Documentário "Pesado" chega ao Sertão de Pernambuco

O baterista Garnizé e o vocalista e baixista Washington Pedro tocaram juntos na The Ax. Foto: Divulgação


Após ser exibido em mostras e festivais no Recife, Goiana (PE) e Belo Horizonte, o documentário "Pesado - Que Som É Esse Que Vem de Pernambuco?" agora ruma para o Sertão de Pernambuco: nesta sexta, 25 de maio, o longa dirigido por Leo Crivellare e roteirizado por Wilfred Gadêlha será uma das atrações principais da quarta edição da Mostra Pajeú de Cinema. A exibição terá palco às 20h, no tradicional Cine São José,  na Rua Newton César, s/n, no Centro de Afogados da Ingazeira . A entrada é gratuita.

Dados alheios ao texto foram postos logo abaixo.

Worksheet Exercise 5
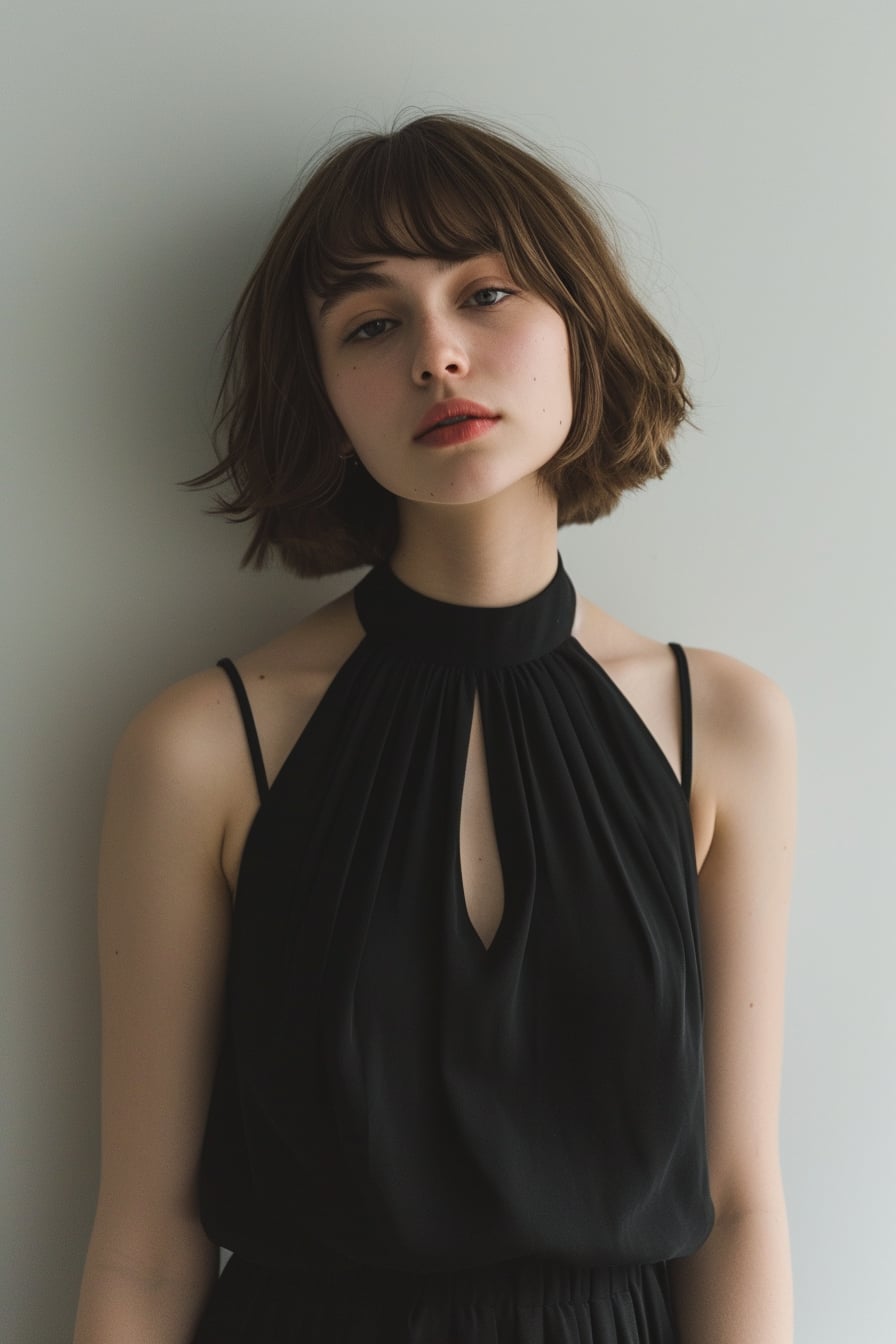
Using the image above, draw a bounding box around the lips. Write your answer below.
[414,396,498,438]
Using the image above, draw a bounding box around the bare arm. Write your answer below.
[670,650,797,1344]
[74,672,243,1344]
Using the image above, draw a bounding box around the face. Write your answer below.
[308,253,572,504]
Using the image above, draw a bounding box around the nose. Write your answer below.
[412,317,470,386]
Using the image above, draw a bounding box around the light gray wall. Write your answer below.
[0,0,896,1344]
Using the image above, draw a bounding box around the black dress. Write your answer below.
[195,555,713,1344]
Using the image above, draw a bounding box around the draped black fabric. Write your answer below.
[197,555,713,1344]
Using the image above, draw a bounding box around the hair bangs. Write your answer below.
[302,136,526,298]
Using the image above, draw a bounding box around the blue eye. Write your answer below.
[345,285,519,344]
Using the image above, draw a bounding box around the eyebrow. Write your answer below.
[317,257,483,323]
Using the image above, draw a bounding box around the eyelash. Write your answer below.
[345,285,519,345]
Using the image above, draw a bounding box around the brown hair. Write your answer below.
[183,113,693,578]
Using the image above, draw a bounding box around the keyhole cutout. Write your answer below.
[459,691,504,950]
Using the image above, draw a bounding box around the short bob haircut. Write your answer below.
[183,113,693,578]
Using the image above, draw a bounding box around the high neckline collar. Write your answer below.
[353,552,576,667]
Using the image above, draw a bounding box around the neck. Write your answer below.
[388,492,557,606]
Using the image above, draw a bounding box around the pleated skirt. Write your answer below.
[193,1255,678,1344]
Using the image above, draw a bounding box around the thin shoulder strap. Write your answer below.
[669,640,693,801]
[218,659,267,802]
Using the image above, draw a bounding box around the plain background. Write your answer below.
[0,0,896,1344]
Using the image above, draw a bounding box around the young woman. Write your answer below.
[75,116,795,1344]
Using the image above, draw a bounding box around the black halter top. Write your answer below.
[200,555,713,1270]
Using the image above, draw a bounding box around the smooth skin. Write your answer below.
[75,254,797,1344]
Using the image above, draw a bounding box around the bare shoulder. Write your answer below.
[117,594,363,794]
[685,646,797,835]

Antes do documentário, produzido pela Jaraguá Produções, haverá exibição do novo clipe do Devotos (banda de hardcore do Alto José do Pinho, Zona Norte do Recife, que também está presente em "Pesado - Que Som É Esse Que Vem de Pernambuco?"), "Eu O Declaro Meu inimigo", dirigido por Marcos Buccini e Thiago Delácio, além do curta "A Retirada Para Um Coração Bruto" (MG), de Marco Antônio Pereira. 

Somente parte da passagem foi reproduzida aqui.